バージョン管理システムにおいて、並行して進行する開発作業は別ブランチで管理されることが一般的です。これらの作業成果を統合する際、git mergeと並んで頻繁に使用されるのがgit rebaseです。本記事では、リベースの内部動作原理、コミット履歴の変遷、および競合発生時の標準的なワークフローを技術的に解説します。
シナリオの構築と分岐の発生
まず、新規リポジトリを初期化し、ベースとなる構成ファイルを追加して最初のコミットを作成します。
mkdir project-root && cd project-root
git init
echo "app_name: sample_service" > app.conf
git add app.conf
git commit -m "init: baseline configuration"
この段階では、mainブランチ上に単一のコミットが存在する状態です。
次に、メインラインとは独立した機能開発ブランチを生成し、両ブランチで別々の修正を加えます。
# 機能開発ブランチの作成と切替
git checkout -b feature-auth
# mainブランチ上で設定値を更新
git checkout main
echo "timeout: 30s" >> app.conf
git commit -am "refactor: adjust timeout setting"
# 機能ブランチに戻り、独自の変更を追加
git checkout feature-auth
echo "auth_mode: oauth2" >> app.conf
git commit -am "feat: introduce oauth2 authentication"
リベース実行前の履歴構造
上記手順完了時点での両ブランチは、初期コミットを共通の基点として分岐した状態です。git log --oneline --graphで構造を確認すると、以下のようになります。
main:
* B (adjust timeout setting)
* A (baseline configuration)
feature-auth:
* C (introduce oauth2 authentication)
* A (baseline configuration)
この構造において、コミットCはコミットAを直接の親として参照しています。両ブランチを単純に統合すると、Gitはデフォルトでマージコミットを生成し、履歴が三角形状に分岐・結合する形になります。
リベースの動作メカニズム
リベースは、分岐ブランチのコミットを切り離し、指定されたベースブランチの先端に再適用する処理です。機能ブランチ上でベースを指定して実行します。
git rebase main
処理が正常に終了すると、履歴は直線的に再構成されます。
* C' (introduce oauth2 authentication) [NEW HASH]
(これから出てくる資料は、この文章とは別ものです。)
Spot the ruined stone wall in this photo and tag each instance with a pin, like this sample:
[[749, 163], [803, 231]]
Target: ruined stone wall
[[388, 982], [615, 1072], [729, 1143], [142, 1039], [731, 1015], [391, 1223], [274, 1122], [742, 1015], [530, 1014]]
* B (adjust timeout setting)
* A (baseline configuration)
コミットCは元の親Aとは無関係になり、代わりにBの上に新しいコミットC'として再作成されています。これは、GitがCに含まれる差分パッチを抽出し、mainブランチの最新状態(コミットB)に対して再適用した結果です。リベースの本質は、独立した変更セットを順序立てて連続的な変更履歴として再展開することにあります。
競合発生時の中断と再開フロー
リベース中は、再適用するコミットの差分とベースブランチの中間状態に矛盾が生じた場合、merge conflictを検出して処理を一時停止します。この際は以下のステップで進行管理を行います。
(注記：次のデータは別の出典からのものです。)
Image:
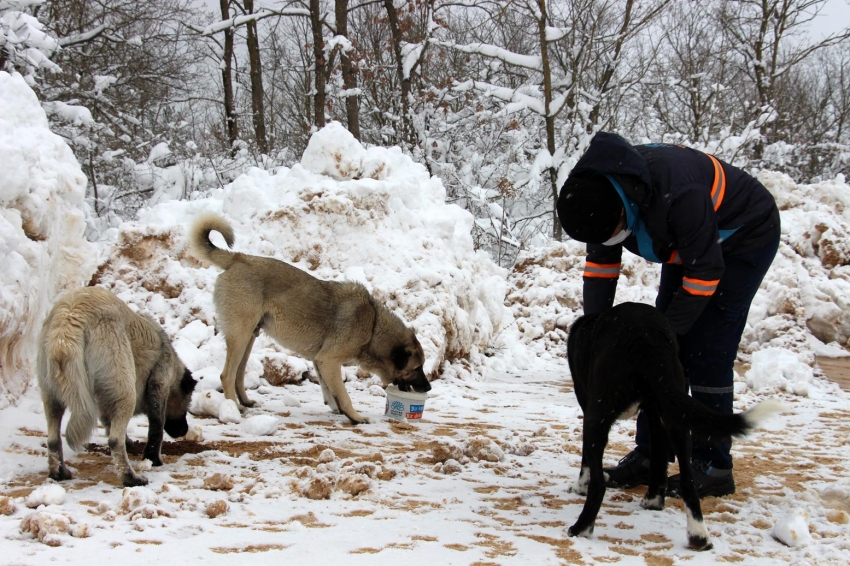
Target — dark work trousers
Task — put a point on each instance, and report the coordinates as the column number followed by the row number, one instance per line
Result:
column 708, row 351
- 手動解決:エディタで競合ファイルを開き、不要な差分マーカー(
<<<<<<<、=======、>>>>>>>)を除去し、最終的なコード状態に修正します。 - ステージング:修正完了後、
git add <target_file>を実行し、Gitに解決済みを通知します。 - 再開:
git rebase --continueを実行し、残りのコミット適用処理を継続します。
解決が困難な場合や、試行錯誤中に元の分岐状態へ安全に復帰したいときは、以下のコマンドを使用します。
git rebase --abort:リベースセッション全体を破棄し、コマンド実行前のブランチ状態に完全にロールバックします。git rebase --skip:現在競合しているコミットの適用を完全に破棄し、次のコミット処理へと進みます。